Yesterday I wrote about my participation in a memorial ride for Alex Pretti, the intensive care unit nurse—and cyclist—murdered by Immigration and Customs Enforcement (ICE) in Minneapolis.
Say what you will about my mental state, but I have a difficult time using the word “ice,” even in reference to a frozen liquid: the way it’s been used for its entire history in the English language.
But today I will break the ice (pun intended) and talk about what I’ve seeing during the (admittedly little) cycling I’ve done during the past two weeks: the longest spell of below-freezing temperatures we’ve had in a long time. I don’t mind the cold so much, but the freeze also included a snowstorm last week and plowing of streets has been, shall we say, episodic. And snow has turned to ice, especially in the bike lanes.

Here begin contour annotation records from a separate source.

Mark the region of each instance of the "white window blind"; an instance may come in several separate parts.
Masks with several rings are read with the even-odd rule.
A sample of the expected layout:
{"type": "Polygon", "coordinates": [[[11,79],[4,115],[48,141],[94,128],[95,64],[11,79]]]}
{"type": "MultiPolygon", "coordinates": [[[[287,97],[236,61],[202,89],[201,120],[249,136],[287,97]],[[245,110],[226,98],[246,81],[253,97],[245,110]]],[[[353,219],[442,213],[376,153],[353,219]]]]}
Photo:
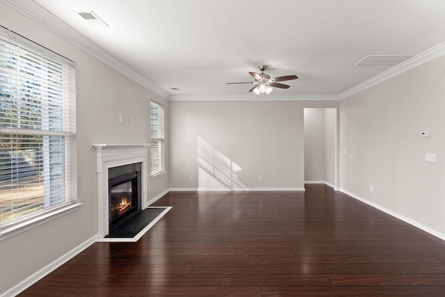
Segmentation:
{"type": "Polygon", "coordinates": [[[151,175],[154,176],[165,171],[164,108],[154,101],[150,104],[150,136],[151,175]]]}
{"type": "Polygon", "coordinates": [[[75,98],[74,62],[0,27],[0,234],[75,202],[75,98]]]}

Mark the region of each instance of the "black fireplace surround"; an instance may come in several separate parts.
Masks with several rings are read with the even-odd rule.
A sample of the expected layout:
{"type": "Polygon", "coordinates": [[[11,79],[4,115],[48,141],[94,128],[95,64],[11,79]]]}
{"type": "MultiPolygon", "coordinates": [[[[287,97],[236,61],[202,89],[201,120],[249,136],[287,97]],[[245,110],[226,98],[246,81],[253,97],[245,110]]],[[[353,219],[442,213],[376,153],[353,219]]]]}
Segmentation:
{"type": "Polygon", "coordinates": [[[141,210],[141,163],[108,169],[108,230],[141,210]]]}

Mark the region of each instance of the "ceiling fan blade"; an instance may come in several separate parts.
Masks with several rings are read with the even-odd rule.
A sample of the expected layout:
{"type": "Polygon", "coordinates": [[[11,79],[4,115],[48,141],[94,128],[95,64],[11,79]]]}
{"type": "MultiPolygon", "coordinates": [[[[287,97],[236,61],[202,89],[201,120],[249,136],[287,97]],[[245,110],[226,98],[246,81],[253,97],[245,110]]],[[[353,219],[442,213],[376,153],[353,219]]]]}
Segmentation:
{"type": "Polygon", "coordinates": [[[226,85],[234,85],[236,83],[254,83],[254,81],[243,81],[241,83],[225,83],[226,85]]]}
{"type": "Polygon", "coordinates": [[[271,80],[273,81],[290,81],[292,79],[297,79],[298,77],[297,77],[296,75],[286,75],[285,77],[275,77],[273,79],[272,79],[271,80]]]}
{"type": "Polygon", "coordinates": [[[256,89],[257,88],[258,88],[258,86],[259,86],[259,85],[257,85],[257,86],[255,86],[254,87],[252,88],[250,90],[249,90],[249,92],[252,92],[252,91],[253,91],[254,89],[256,89]]]}
{"type": "Polygon", "coordinates": [[[258,73],[249,72],[249,74],[252,75],[253,77],[253,78],[255,79],[257,81],[261,81],[261,79],[263,79],[263,78],[261,77],[260,77],[258,73]]]}
{"type": "Polygon", "coordinates": [[[269,85],[272,87],[280,88],[282,89],[286,89],[291,87],[290,86],[285,85],[284,83],[270,83],[269,85]]]}

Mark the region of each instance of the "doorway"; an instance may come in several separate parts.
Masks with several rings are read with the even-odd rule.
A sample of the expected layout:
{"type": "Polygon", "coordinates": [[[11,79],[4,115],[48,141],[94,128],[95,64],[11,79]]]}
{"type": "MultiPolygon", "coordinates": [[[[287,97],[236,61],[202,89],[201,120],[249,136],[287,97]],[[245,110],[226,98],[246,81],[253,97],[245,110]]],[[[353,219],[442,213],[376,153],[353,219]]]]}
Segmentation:
{"type": "Polygon", "coordinates": [[[338,186],[337,109],[304,109],[305,184],[338,186]]]}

Anyway, on Monday I noticed something I hadn’t seen in years:
Technically, the Hudson River isn’t a river where it separates Manhattan from New Jersey: the water is brackish, in contrast to the fresh flow further upstream. So the Hudson’s New York City stretch, like the misnamed East River, which is really an inlet of the ocean, rarely glazes over (unlike many of my students’ eyes).
On the other hand, I suspect this body of water freezes more frequently:
Paine Lake stands next to the Paine House, where the author of “Common Sense,” an inspirational for American Revolutionaries, lived. How we need him now, when the political climate is even more inhospitable than this winter’s weather!